In this section, we will discuss four proposed methods to speed up large matrix inversion calculation. We will start with the first proposal (i.e., ChebI-NS), and then, we will move to the second proposal (i.e., SOR-AMI). To achieve further improvement, we also propose improved SOR-AMI methods as the third and fourth proposal (i.e., ChebI-SORAMI and NI-SOR-AMI).

3.1 Joint Chebyshev iteration and Neumann series method (ChebI-NS)
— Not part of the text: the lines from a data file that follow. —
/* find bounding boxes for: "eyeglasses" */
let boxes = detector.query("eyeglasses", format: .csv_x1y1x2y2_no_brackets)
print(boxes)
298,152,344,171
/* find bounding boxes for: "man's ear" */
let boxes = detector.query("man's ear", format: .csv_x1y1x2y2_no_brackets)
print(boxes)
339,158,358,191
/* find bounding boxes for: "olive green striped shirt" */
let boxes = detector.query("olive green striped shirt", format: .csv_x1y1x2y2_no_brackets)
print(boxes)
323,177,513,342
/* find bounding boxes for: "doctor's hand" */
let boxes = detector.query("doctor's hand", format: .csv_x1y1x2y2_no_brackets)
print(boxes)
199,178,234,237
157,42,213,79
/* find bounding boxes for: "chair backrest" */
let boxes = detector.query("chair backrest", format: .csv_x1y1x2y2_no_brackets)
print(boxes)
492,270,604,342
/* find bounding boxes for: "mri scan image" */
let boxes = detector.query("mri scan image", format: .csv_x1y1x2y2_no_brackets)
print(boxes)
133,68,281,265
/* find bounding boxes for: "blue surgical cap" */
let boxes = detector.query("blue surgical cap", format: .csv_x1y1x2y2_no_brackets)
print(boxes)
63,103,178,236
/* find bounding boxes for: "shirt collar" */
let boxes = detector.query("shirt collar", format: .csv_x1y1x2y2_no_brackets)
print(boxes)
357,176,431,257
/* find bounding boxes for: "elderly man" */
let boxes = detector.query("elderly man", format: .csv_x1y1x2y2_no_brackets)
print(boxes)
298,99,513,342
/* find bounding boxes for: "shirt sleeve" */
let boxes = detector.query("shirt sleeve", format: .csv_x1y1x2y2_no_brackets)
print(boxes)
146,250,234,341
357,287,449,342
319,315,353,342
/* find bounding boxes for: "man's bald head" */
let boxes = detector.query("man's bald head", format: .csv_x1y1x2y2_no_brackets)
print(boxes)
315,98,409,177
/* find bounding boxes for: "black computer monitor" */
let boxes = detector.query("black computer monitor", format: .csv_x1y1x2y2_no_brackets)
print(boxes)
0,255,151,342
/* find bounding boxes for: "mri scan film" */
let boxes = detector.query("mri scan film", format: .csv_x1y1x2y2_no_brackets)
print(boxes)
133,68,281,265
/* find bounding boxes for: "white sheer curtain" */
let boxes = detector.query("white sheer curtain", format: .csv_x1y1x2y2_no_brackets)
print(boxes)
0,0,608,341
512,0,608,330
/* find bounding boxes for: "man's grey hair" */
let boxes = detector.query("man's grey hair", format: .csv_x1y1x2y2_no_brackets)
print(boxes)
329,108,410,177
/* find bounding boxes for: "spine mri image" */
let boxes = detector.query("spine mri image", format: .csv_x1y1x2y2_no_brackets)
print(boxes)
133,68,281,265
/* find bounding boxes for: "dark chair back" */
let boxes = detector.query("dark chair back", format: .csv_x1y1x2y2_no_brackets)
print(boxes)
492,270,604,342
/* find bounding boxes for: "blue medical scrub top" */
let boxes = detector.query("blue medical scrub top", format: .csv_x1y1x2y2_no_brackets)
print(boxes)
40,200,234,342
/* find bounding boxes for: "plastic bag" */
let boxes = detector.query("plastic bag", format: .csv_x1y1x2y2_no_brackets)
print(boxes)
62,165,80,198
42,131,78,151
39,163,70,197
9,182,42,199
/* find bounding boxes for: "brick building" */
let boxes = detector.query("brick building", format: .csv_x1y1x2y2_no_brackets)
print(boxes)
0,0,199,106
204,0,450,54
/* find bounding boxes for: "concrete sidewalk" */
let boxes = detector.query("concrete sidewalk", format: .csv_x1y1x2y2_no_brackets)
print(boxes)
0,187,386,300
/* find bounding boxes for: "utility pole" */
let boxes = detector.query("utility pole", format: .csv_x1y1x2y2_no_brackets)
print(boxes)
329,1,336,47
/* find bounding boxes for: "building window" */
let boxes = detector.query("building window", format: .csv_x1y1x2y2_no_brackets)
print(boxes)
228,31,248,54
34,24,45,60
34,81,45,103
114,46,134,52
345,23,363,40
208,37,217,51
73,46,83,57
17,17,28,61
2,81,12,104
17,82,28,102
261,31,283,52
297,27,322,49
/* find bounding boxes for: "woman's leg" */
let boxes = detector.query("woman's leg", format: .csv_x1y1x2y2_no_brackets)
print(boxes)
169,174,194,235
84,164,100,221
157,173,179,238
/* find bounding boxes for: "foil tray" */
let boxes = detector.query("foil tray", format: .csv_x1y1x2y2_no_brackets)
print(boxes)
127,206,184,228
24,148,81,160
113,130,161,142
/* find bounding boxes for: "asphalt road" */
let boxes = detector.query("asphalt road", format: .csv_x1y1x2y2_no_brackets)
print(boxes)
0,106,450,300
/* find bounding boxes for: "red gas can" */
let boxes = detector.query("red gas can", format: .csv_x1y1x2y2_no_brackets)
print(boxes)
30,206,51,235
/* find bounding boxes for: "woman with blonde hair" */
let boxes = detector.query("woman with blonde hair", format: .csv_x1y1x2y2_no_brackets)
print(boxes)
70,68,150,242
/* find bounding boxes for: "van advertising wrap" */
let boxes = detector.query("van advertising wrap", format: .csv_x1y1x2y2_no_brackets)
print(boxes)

The initial NS value, ϕ in Eq. (6), greatly affects the convergence. The method of selecting ϕ plays an important role in NS acceleration. There are three assumptions to get ϕ where two of them depend on the special properties of the matrices while the third one focus on getting the initial from other iterations like NS and ChebI. The popular assumption of ϕ is the matrix inversion of K×K diagonal matrix D whose entries are the main diagonal elements of the Gram matrix W, i.e., D−1 [17]. The matrix D−1 can be calculated as follows [18]:
$$ \mathbf{D}^{-1}= diag~\left(\frac{1}{w_{1,1}},....,\frac{1}{w_{{k},{k}}},.....,\frac{1}{w_{{K},{K}}}\right), $$
(15)
where wk,k is the kth diagonal element of Gram matrix W.
The second assumption of ϕ is \(\left (\frac {\mathbf {I}_{K}}{{N}+{K}}\right)\) which also represents a diagonal matrix [1]. This is due to that the largest and smallest eigenvalues of Gram matrix W depends on N and K. As the number of N and K grows, the eigenvalues of the gram matrix converges to a fixed distribution [17]. The third assumption is to utilize the first iteration output of NI, Z(1) as in Eq. (13) with n=0 to initialize NS [19]. Initializing NS with ChebI instead of NI not only provides accurate inversion approximation but also speeds up NS convergence. The advantages of ChebI over NI such as fast convergence and more accurate approximation motivated us to initialize NS with the output of the first iteration of ChebI instead of NI.
In this paper, ChebI is applied first to provide a suitable ϕ to speed up the convergence of NS. The joint ChebI-NS approach main steps to estimate W−1 are:
Step 1 Obtain the inverse of the diagonal matrix of Gram matrix W, i.e, D−1 as in Eq. (15).
Step 2 Apply one Chebyshev iteration (i.e., n=0 in Eq.(14) with initial input Z(0)=D−1 as follows:
$$ \begin{aligned} \mathbf{Z}^{(1)}&= \mathbf{Z}^{(0)} \left(3\mathbf{I}-\mathbf{W} \mathbf{Z}^{(0)}\left(3I-\mathbf{W} \mathbf{Z}^{(0)}\right)\right)\\&=\mathbf{D}^{-1} \left(3\mathbf{I}-\mathbf{W} \mathbf{D}^{-1}\left(3\mathbf{I}-\mathbf{W} \mathbf{D}^{-1}\right)\right). \end{aligned} $$
(16)
Step 3 Apply the obtained first ChebI, Z(1), as an initial to the Neumann series as follows:
$$ \mathbf{W}^{-1}\approx \hat{\mathbf{W}}^{-1}= \sum_{n=0}^{L}{\left(\mathbf{I}_{K}-\mathbf{Z}^{(1)}~\mathbf{W}\right)^{n} \mathbf{Z}^{(1)}}. $$
(17)
An approximated solution, \(\hat {\mathbf {W}}^{-1}\), is obtained for finite number of iterations.
Lemma 1
For DL mMIMO systems, the Neumann series with initial value from Chebyshev iteration, ϕ=Z(1), have a high probability convergence when [16]
$$ \eta \approx \frac{N}{K} > 5.83. $$
(18)
Proof
See Appendix Appendix A Proof of Lemma 1. □
Equation (18) has a practical applications in mMIMO systems as it identifies the suitable number of BS antennas to the number of single antenna users in mMIMO systems. For example, η=8 and η=16 produce two typical downlink mMIMO configuration N×K=256×32 and 256×16 [12]. According to [16,19], these values ensures high probability of convergence of 0.999 due to the large values of η.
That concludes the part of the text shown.